Mark Futcher, Partner & Head of DC at Barnett Waddingham, comments: “The Government is well aware that we are heading towards a ‘cost of retirement crisis’. Its refusal to commit to plans to increase higher minimum contribution rates in the future is dangerous. Some hesitance in the face of the current cost of living crisis is understandable, but there’s no excuse not to be putting plans in place to get people closer to the 12% savings target in the next few years.
“If an increase to the contribution rates is not on the cards in the near future, the Government must prioritise scrapping the minimum earnings band, which currently sits at £10,000 per annum. This band means low earners are much more likely to be relying solely on the state pension at retirement, and also means they miss out on a substantial part of remuneration from their employers which higher earners get via employer pension contributions. This widens socio-economic disparity; it would be a relatively low-cost and easy change which would make our pensions system much fairer. A vague deadline of ‘the mid-2020s’ is not good enough; we need clarity now of the exact timelines and expectations on businesses.”
Research from Barnett Waddingham ahead of the 10th anniversary of auto-enrolment last October revealed:
• Despite 10 years of auto-enrolment, almost half of UK adults (46%) aren’t confident they’ll have enough saved for a comfortable retirement
• People are not saving enough for their future under auto-enrolment, and too many people fall through the gaps altogether
32% of UK adults have a defined contribution (DC) pension. This rises to 37% of the eligible age population for auto-enrolment (22-65 years old), and 46% of full time workers. More than two thirds (70%) of those with a DC pension are currently paying into that pension, while 28% are not – 2% aren’t sure.
• 13% of working Brits are excluded from auto enrolment due to their income structure – this is true of almost one in ten full time workers (9%)
One in five (20%) Brits don’t have any private or workplace pensions – they will only receive a state pension. This rises to 26% of women, compared to 13% of men.

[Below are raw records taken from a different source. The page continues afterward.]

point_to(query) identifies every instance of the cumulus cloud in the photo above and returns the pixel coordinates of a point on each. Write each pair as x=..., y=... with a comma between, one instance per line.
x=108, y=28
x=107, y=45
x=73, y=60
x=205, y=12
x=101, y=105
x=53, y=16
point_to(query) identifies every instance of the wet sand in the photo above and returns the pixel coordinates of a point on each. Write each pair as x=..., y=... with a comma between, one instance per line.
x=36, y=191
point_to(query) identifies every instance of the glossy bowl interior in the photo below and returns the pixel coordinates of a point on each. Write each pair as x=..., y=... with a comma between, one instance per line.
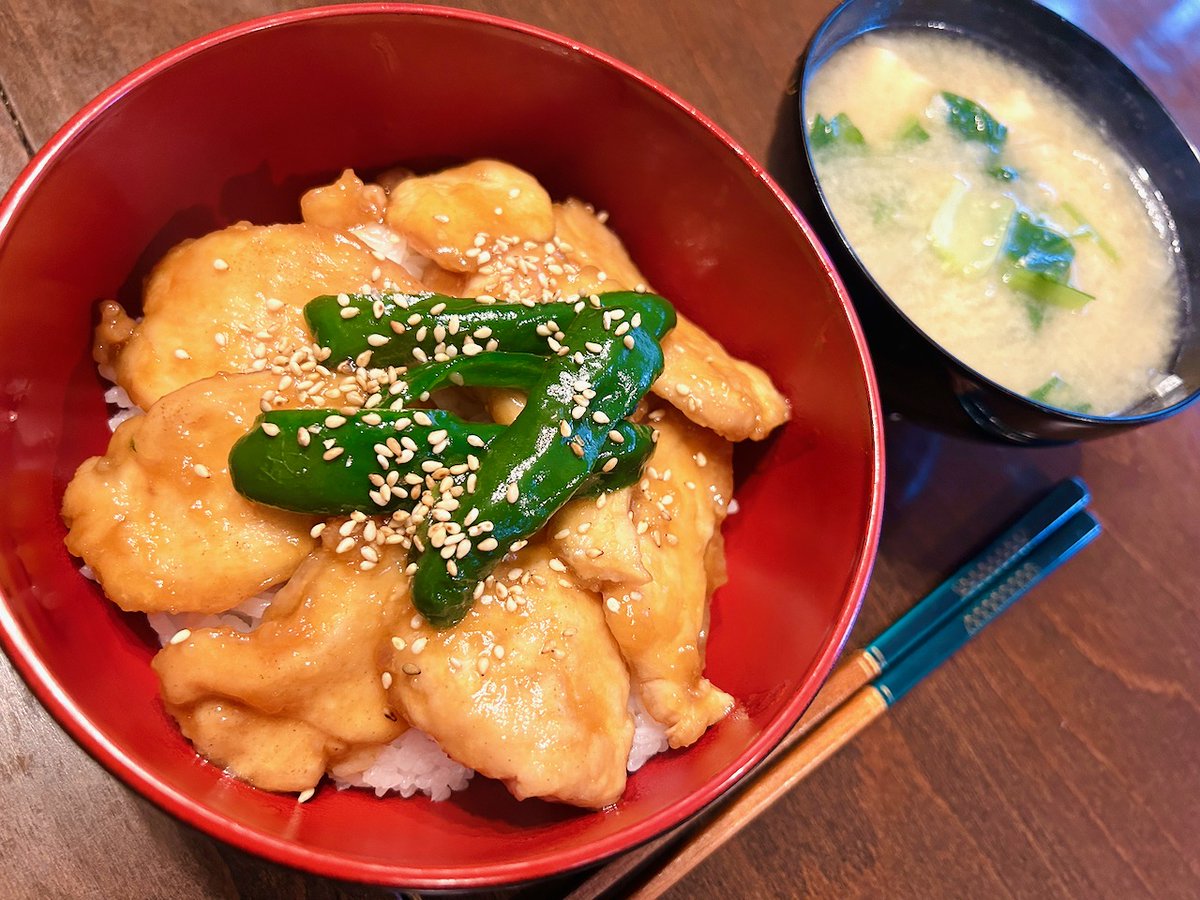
x=917, y=375
x=237, y=126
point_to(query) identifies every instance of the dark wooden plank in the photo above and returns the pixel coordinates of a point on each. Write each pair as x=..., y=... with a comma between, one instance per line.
x=1054, y=757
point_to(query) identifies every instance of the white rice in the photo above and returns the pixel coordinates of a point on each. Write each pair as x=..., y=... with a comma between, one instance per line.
x=391, y=246
x=649, y=735
x=413, y=762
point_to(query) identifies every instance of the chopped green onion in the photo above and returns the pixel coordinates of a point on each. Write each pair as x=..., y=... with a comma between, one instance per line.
x=1045, y=288
x=1039, y=249
x=834, y=133
x=1057, y=393
x=973, y=123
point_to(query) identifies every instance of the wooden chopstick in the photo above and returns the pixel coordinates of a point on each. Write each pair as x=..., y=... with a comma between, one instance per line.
x=1045, y=537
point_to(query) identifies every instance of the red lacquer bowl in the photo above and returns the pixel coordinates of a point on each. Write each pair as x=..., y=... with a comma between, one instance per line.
x=237, y=126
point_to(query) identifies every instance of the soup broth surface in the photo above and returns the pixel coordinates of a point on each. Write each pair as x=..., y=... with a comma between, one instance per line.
x=931, y=214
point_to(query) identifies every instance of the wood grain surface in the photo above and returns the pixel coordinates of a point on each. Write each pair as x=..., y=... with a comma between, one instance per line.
x=1059, y=756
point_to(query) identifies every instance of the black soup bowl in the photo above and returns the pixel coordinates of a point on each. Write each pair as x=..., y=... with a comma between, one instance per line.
x=921, y=378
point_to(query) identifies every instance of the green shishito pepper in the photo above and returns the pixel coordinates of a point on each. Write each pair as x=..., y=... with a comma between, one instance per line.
x=583, y=366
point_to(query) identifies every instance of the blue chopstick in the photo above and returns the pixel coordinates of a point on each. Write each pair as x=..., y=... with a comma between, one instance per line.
x=945, y=601
x=1003, y=589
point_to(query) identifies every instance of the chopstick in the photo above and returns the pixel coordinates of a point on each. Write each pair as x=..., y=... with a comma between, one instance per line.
x=869, y=682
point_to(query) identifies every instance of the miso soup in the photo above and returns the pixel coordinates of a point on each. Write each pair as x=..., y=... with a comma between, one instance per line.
x=999, y=219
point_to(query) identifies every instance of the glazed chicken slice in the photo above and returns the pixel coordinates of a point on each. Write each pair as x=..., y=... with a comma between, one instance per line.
x=157, y=517
x=529, y=688
x=594, y=537
x=343, y=204
x=663, y=624
x=732, y=397
x=598, y=540
x=231, y=301
x=441, y=215
x=281, y=705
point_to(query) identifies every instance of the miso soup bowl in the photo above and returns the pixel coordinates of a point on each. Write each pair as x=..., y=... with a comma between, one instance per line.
x=237, y=125
x=919, y=377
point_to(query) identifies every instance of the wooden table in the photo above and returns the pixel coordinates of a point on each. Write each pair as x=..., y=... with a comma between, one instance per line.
x=1057, y=756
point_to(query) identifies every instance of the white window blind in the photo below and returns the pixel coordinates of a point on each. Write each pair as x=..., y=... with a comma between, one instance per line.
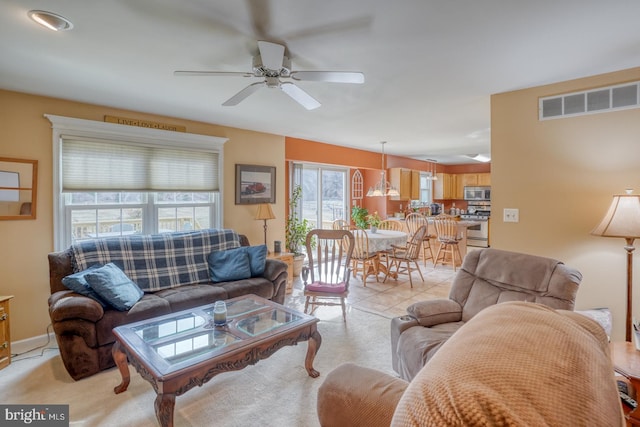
x=94, y=165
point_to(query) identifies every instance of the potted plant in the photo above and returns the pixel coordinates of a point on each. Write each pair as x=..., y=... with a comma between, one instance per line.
x=359, y=216
x=296, y=231
x=374, y=221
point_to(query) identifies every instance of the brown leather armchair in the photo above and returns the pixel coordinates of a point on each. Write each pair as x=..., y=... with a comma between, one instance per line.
x=514, y=364
x=487, y=277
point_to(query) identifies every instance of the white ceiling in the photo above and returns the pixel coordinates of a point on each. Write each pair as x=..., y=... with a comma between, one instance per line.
x=430, y=65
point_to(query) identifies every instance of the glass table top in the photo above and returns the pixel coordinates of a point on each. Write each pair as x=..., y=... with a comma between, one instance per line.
x=190, y=335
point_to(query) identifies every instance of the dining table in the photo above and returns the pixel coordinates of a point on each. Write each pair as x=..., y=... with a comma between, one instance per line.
x=381, y=241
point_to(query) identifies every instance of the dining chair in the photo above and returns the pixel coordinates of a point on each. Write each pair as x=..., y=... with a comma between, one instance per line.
x=363, y=259
x=403, y=259
x=449, y=238
x=329, y=253
x=414, y=221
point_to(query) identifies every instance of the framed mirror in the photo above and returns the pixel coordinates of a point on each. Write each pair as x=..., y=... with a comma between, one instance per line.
x=18, y=188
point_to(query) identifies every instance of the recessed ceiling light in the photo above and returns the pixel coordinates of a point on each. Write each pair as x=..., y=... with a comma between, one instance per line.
x=481, y=158
x=50, y=20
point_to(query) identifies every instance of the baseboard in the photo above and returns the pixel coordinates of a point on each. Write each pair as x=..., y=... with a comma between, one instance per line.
x=34, y=343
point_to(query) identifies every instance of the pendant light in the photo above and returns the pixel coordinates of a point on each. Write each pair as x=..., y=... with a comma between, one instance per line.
x=383, y=188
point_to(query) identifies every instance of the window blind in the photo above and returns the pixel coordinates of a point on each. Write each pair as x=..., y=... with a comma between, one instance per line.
x=91, y=165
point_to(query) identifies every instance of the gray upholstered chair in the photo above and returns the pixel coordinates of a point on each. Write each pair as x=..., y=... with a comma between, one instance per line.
x=487, y=277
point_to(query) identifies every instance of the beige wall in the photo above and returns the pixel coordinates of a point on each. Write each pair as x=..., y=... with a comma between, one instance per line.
x=24, y=244
x=561, y=175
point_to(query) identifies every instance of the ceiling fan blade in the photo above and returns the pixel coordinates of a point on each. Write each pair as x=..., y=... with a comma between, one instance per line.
x=329, y=76
x=244, y=93
x=212, y=73
x=272, y=54
x=300, y=96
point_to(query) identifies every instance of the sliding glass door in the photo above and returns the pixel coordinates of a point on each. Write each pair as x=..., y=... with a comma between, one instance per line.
x=325, y=193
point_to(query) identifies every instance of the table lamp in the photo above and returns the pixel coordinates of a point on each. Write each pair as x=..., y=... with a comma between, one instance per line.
x=264, y=213
x=623, y=220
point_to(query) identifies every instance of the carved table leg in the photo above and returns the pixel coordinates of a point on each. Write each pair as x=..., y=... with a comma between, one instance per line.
x=315, y=340
x=164, y=409
x=120, y=358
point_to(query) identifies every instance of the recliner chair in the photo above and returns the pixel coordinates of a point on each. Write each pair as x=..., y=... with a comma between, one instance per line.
x=487, y=277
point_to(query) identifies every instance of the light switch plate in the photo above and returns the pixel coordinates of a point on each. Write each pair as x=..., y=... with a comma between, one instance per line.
x=511, y=215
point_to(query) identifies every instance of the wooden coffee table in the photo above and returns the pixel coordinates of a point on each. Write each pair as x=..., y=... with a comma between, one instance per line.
x=179, y=351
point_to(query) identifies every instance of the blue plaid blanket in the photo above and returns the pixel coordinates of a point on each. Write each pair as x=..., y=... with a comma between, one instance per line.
x=158, y=261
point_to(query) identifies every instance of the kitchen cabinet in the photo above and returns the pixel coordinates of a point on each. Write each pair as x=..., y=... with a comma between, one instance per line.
x=484, y=179
x=407, y=182
x=451, y=186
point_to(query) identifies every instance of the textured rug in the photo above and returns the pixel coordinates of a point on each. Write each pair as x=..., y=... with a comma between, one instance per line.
x=275, y=392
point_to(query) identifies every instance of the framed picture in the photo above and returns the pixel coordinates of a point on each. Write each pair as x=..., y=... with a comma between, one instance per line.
x=255, y=184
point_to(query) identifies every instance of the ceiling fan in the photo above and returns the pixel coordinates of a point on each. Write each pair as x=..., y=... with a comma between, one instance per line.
x=273, y=65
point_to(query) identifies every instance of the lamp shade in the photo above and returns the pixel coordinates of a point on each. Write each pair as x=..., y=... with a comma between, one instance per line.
x=265, y=212
x=622, y=218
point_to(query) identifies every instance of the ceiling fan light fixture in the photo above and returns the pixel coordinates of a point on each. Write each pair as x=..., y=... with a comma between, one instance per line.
x=50, y=20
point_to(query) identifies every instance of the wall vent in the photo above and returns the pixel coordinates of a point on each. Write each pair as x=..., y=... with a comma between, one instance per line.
x=599, y=100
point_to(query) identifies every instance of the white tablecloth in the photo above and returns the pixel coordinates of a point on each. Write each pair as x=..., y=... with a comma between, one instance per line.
x=382, y=240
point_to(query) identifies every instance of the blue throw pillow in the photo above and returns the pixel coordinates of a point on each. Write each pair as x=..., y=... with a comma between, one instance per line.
x=78, y=284
x=257, y=259
x=114, y=286
x=229, y=265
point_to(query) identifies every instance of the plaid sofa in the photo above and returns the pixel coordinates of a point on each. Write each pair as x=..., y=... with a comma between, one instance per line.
x=170, y=268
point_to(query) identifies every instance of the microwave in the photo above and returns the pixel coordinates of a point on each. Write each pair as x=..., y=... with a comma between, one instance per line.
x=477, y=193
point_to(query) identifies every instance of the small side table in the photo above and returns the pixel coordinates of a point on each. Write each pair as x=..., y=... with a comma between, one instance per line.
x=626, y=362
x=287, y=258
x=5, y=332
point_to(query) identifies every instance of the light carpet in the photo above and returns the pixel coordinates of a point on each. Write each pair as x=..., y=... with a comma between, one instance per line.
x=275, y=392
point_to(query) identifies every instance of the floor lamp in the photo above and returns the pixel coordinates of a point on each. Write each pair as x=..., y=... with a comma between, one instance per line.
x=264, y=213
x=623, y=220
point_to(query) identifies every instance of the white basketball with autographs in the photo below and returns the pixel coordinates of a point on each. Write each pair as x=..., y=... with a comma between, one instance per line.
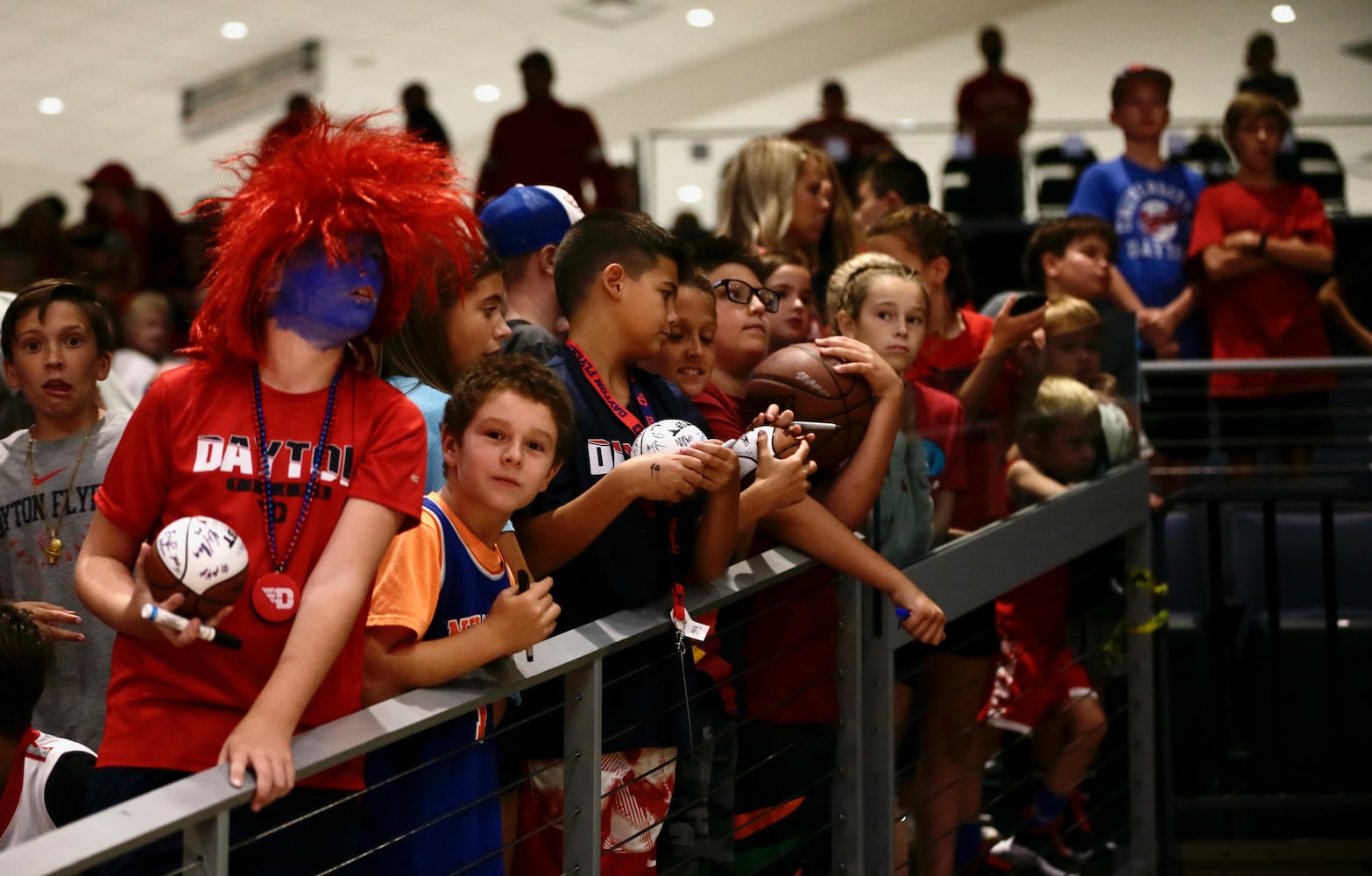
x=201, y=558
x=666, y=436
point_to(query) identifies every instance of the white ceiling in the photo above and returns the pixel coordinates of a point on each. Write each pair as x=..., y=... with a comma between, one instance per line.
x=120, y=67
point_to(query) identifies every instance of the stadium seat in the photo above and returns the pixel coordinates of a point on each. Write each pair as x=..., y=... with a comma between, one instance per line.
x=957, y=186
x=1056, y=173
x=1321, y=170
x=1308, y=687
x=1207, y=158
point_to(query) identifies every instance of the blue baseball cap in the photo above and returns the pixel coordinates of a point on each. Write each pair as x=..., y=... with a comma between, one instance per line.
x=528, y=217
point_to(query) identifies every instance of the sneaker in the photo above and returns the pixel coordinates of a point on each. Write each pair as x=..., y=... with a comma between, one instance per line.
x=1033, y=851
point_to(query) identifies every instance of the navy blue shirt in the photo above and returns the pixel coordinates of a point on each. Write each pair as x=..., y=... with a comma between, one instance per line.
x=627, y=567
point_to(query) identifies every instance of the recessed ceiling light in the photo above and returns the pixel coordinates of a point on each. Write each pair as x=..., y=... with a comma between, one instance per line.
x=700, y=18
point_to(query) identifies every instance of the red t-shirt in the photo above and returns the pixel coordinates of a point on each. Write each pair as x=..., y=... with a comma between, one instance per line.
x=995, y=109
x=1268, y=313
x=938, y=419
x=789, y=642
x=191, y=449
x=944, y=364
x=547, y=145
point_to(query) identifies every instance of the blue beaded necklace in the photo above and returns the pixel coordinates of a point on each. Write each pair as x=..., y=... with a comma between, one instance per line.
x=279, y=567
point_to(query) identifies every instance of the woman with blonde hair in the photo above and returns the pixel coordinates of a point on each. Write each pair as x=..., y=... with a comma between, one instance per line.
x=781, y=194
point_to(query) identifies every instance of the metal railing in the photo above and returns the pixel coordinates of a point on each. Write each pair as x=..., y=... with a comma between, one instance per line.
x=959, y=576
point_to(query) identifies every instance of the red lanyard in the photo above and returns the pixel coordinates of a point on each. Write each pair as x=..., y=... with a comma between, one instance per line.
x=625, y=415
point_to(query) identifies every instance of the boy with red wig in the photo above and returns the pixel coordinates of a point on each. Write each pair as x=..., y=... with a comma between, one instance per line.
x=278, y=428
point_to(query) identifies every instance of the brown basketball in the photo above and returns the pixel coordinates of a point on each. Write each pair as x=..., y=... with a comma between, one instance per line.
x=202, y=558
x=802, y=380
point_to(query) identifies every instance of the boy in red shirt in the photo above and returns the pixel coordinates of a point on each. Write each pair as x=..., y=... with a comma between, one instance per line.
x=279, y=429
x=1257, y=244
x=1039, y=684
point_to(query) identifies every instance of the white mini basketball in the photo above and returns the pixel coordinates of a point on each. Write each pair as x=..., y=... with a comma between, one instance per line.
x=746, y=447
x=666, y=436
x=202, y=558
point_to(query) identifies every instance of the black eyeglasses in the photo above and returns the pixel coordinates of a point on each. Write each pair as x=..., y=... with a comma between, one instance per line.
x=739, y=293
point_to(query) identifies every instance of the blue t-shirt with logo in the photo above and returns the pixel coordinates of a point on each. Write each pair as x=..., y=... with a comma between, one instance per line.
x=1151, y=211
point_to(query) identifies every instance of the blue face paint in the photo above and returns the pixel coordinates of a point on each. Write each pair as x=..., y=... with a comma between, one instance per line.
x=325, y=305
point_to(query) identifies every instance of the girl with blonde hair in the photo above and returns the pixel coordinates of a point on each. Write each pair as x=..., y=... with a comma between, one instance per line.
x=781, y=194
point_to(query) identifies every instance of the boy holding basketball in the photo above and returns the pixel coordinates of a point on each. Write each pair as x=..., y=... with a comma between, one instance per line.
x=620, y=532
x=56, y=344
x=279, y=429
x=788, y=691
x=445, y=604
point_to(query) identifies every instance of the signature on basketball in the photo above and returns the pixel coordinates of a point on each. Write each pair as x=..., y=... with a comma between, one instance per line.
x=810, y=383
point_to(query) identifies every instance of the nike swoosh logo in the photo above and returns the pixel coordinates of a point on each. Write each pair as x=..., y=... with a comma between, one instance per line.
x=38, y=482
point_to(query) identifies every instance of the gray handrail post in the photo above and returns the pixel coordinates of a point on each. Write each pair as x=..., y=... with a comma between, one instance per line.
x=1143, y=762
x=206, y=844
x=581, y=771
x=847, y=788
x=880, y=628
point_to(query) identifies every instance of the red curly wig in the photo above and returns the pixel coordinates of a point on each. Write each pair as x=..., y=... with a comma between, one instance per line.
x=331, y=181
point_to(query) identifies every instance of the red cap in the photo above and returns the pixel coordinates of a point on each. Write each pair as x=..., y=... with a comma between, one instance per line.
x=114, y=174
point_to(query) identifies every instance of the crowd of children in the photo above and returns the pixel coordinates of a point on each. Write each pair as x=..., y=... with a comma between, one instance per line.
x=420, y=495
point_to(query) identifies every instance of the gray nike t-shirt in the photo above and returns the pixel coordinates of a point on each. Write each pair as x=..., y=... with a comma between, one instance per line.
x=73, y=698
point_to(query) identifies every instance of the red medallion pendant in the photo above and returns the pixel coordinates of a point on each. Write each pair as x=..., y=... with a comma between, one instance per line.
x=276, y=597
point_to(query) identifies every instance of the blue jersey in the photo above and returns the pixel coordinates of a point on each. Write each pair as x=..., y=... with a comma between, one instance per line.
x=446, y=774
x=1151, y=211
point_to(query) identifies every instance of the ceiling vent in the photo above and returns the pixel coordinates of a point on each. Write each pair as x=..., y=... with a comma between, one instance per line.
x=611, y=14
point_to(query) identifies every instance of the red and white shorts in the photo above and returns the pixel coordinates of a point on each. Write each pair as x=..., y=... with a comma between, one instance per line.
x=635, y=791
x=1030, y=682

13% of working Brits are excluded from auto-enrolment altogether due to their income structure – 10% have one job which earns less than £6,240 a year (below the lower level of qualifying earnings - LEL), while 4% have multiple jobs all of which earn less than £6,240 a year. This is led by those in part time work (30%), but is still true of almost one in ten full time workers (9%). It rises to 18% of those aged 55+ (and still working).